There’s some panic in-suing about Tiger’s new Dashboard functionality. Some notes from Macintouch this morning. Here’s the jist:

[Dave Schroeder] When Safari is in its default state, i.e., with “Open ‘safe’ files after downloading”, what happens is the following:

  • The widget is downloaded, unpacked, and moved to ~/Library/Widgets (a website could do this automatically)
  • The next time you run Dashboard, the widget is in your shelf (when you press the “+”)
  • You must deliberately run the widget

Mac OS X likely assumes that if you click it, you intend to run it.
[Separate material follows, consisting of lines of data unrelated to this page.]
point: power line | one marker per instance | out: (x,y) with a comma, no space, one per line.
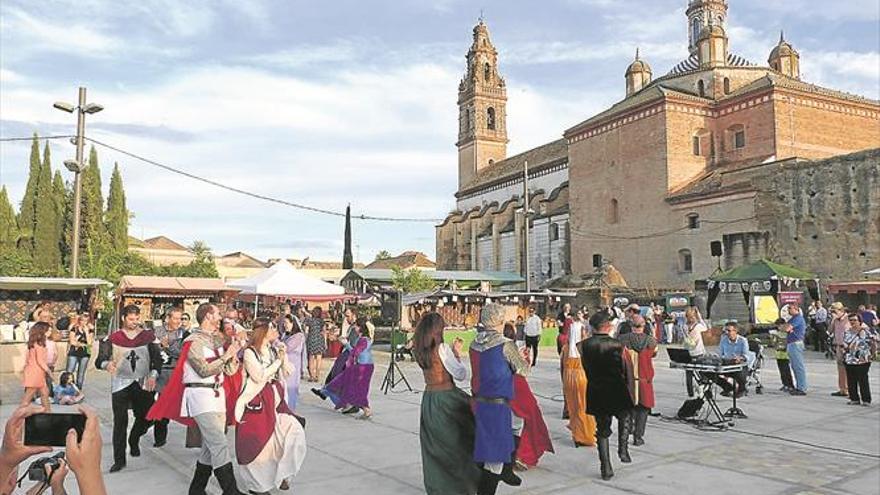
(227,187)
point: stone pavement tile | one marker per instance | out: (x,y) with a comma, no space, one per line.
(370,482)
(796,465)
(682,477)
(867,481)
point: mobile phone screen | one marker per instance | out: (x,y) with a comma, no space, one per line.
(51,428)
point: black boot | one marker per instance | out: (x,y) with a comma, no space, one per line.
(604,458)
(640,423)
(226,477)
(488,484)
(200,479)
(507,474)
(623,430)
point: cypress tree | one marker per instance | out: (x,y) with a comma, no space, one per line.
(8,223)
(117,214)
(347,258)
(59,194)
(93,233)
(46,254)
(27,213)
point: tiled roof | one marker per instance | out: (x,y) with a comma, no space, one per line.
(544,154)
(162,242)
(404,260)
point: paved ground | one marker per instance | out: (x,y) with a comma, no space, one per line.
(788,445)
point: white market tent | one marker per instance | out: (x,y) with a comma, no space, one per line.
(282,279)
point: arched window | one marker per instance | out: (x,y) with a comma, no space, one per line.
(685,261)
(614,211)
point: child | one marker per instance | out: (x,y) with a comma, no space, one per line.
(778,340)
(66,392)
(36,367)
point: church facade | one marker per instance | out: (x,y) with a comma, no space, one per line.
(650,182)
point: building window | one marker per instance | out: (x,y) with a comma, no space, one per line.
(739,139)
(685,261)
(613,212)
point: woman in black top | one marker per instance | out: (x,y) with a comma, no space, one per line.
(79,350)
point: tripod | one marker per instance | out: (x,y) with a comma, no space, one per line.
(390,381)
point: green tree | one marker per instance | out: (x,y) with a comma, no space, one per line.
(46,254)
(411,281)
(117,214)
(8,224)
(27,212)
(93,233)
(59,194)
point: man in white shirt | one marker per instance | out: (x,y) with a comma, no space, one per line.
(532,330)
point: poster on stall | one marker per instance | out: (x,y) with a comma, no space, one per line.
(765,308)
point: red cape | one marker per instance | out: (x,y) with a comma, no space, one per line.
(168,405)
(535,439)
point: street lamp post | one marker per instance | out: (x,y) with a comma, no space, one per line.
(77,166)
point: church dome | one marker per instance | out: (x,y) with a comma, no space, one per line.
(638,65)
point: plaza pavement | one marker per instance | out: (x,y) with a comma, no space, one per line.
(788,445)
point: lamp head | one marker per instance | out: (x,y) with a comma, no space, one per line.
(64,106)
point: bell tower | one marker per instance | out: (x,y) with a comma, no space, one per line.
(702,14)
(482,110)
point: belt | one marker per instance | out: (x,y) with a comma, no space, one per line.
(213,386)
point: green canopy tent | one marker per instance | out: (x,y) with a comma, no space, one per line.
(762,276)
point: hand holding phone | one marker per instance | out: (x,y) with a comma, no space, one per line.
(50,429)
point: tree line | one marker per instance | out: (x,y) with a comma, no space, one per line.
(36,240)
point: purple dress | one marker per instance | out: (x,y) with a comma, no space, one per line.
(492,386)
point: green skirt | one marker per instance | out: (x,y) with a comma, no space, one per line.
(446,433)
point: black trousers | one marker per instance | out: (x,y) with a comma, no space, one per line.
(139,401)
(857,382)
(603,423)
(532,343)
(785,372)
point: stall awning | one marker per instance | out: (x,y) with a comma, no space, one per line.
(175,285)
(50,283)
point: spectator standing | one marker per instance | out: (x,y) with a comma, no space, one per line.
(860,348)
(839,326)
(795,348)
(533,333)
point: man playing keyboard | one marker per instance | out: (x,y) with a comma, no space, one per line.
(734,349)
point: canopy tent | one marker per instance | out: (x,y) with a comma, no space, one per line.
(760,277)
(282,279)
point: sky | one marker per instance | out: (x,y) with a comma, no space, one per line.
(347,102)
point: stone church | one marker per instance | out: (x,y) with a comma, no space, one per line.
(695,156)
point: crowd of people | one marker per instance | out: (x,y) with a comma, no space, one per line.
(219,375)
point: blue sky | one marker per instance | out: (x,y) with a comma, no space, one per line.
(326,103)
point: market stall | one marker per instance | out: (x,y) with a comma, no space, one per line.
(19,296)
(765,287)
(282,282)
(155,295)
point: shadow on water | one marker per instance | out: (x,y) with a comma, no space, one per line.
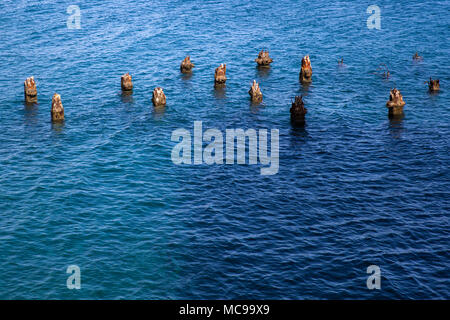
(263,72)
(396,126)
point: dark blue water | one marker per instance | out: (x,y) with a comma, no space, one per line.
(101,191)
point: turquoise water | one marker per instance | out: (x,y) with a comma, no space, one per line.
(101,191)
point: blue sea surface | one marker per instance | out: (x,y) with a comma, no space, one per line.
(101,191)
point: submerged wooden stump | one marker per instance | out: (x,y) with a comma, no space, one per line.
(57,111)
(220,76)
(395,103)
(255,92)
(433,85)
(159,98)
(126,82)
(30,91)
(298,112)
(186,65)
(306,71)
(263,59)
(417,57)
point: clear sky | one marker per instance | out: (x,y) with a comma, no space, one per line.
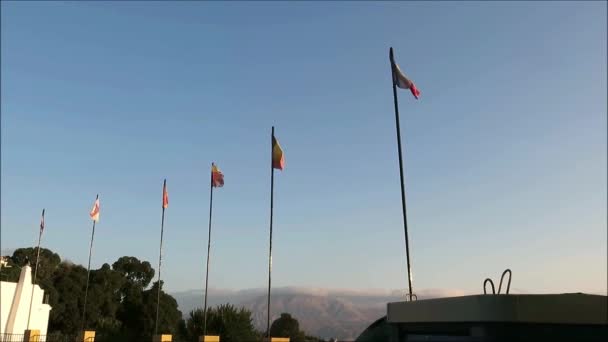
(505,152)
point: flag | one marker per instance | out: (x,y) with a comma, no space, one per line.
(217,177)
(401,81)
(42,222)
(278,160)
(165,195)
(95,211)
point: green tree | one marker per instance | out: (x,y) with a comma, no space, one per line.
(230,323)
(287,326)
(67,297)
(119,307)
(139,317)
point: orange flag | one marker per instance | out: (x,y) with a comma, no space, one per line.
(217,177)
(278,160)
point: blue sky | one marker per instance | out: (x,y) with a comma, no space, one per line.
(505,152)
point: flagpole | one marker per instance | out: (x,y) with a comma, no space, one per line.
(35,272)
(86,290)
(270,245)
(160,256)
(407,246)
(208,250)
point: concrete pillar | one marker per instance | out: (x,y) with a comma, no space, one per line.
(86,336)
(162,338)
(31,335)
(208,338)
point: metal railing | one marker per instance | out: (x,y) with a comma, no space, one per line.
(502,277)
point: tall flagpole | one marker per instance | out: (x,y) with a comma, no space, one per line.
(407,246)
(160,257)
(86,289)
(270,245)
(35,270)
(208,250)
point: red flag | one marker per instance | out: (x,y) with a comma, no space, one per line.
(95,211)
(165,195)
(42,222)
(401,81)
(217,177)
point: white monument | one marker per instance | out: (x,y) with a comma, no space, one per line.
(15,305)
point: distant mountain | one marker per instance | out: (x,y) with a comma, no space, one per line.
(343,314)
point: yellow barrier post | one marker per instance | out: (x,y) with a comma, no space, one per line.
(31,335)
(86,336)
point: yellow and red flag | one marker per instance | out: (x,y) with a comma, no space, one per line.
(217,177)
(165,195)
(278,160)
(95,211)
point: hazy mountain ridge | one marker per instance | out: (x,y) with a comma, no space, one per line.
(326,313)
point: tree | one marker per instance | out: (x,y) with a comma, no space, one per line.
(69,281)
(287,326)
(137,273)
(119,307)
(139,317)
(230,323)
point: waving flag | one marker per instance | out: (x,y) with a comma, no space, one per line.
(402,81)
(165,195)
(278,160)
(217,177)
(42,222)
(95,211)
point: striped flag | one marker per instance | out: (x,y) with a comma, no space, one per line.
(42,222)
(278,160)
(217,177)
(401,81)
(95,211)
(165,195)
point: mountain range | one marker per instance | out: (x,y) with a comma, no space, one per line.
(326,313)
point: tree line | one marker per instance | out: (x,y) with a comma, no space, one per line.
(121,304)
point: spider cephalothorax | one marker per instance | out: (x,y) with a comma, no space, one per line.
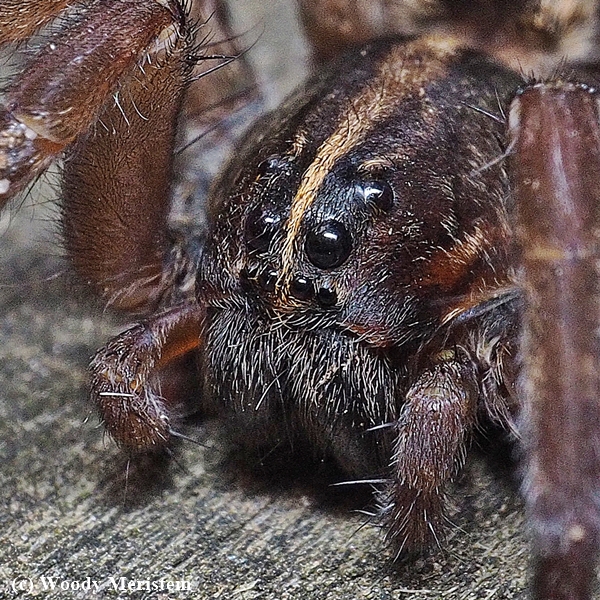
(379,253)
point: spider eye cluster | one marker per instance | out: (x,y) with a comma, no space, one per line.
(332,224)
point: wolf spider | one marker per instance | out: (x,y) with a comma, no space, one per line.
(404,250)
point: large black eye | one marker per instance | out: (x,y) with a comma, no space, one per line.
(378,193)
(261,226)
(329,245)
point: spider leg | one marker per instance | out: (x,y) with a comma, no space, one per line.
(123,373)
(557,178)
(437,417)
(60,92)
(20,19)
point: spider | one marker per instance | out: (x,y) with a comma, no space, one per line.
(405,249)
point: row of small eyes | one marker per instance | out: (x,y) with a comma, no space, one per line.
(328,244)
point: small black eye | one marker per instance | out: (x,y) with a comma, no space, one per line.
(261,226)
(301,287)
(329,245)
(378,193)
(326,297)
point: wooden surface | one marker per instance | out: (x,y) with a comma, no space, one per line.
(226,526)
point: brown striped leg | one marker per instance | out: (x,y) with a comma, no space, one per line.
(59,94)
(556,132)
(124,376)
(437,418)
(20,19)
(116,180)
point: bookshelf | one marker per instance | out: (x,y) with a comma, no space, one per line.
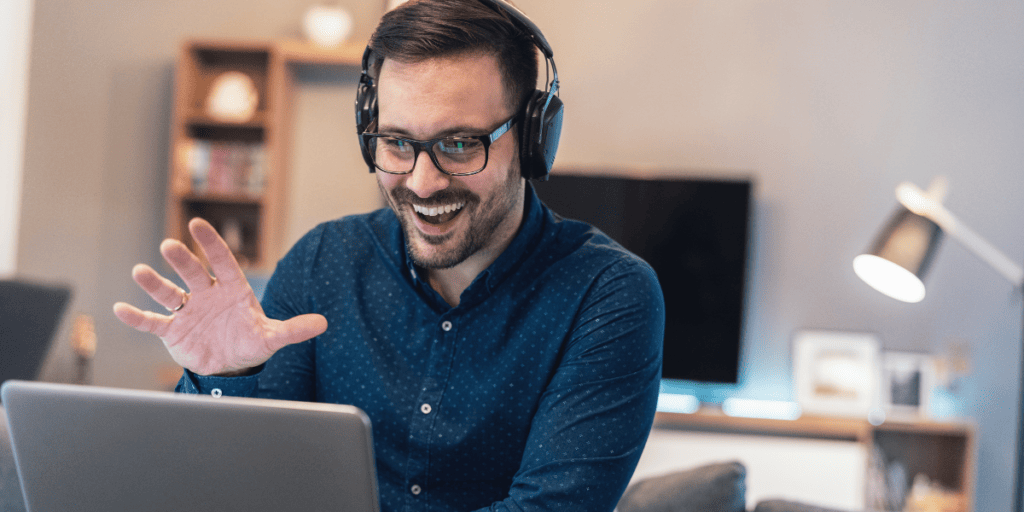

The only problem I see here is that a widget could be auto-downloaded (and installed) somewhat surreptitiously, and you might not notice it for a while. There probably should be some sort of prompt in Safari at download time (which it now does for applications).
In the meantime, the sure fix for this any many other past questionable download situations is to always uncheck “Open ‘safe’ files after downloading” in Safari’s preferences. This way, the file is downloaded, but it remains in its packed/compressed form.

Automatic installation of Javascript powered web apps on your computer? Can you say ActiveX. Apple better get this hole plugged fast or else they’ll be joining Microsoft on the evening news for virus attacks.

That said, I do think the Dashboard does hold a lot of promise. A few problems I’ve noticed so far using Dashboard is waiting for widgets to refresh, sucks. Rather than having to set every widget with refresh options, Apple should create a Dashboard preference panel that allows the user to select a widget and choose it’s refresh options. The widget developer shouldn’t have to worry about stuff like that. Also, it should be trivially easy to delete widgets. Right now you have to dig into your library directory to get rid of them and then restart Dashboard. Widget Manager is a nice little freeware app to handle removing Dashboard widgets. A cool addition would be a way to ping a developer’s download site so you can find out if you have the latest version of a widget. You’d think Apple would have thought of some of this–granted it’s still a v1.0.

A couple cool widgets I’ve found so far:

  • TiVo Now Playing – Looks up the most recent recording in you TiVo Now Playing queue. Very nicely done.
  • Flores – Email checking app that displays itself as a vase with flowers. The more flowers you see, the more email you have. Mail already tells me when I have new email so I don’t need it for that. I use it to ping Gmail as I don’t regularly visit since it’s mostly my junk mail account.

A good, albeit slow, dashboard site (with RSS feed) to keep track of new widgets.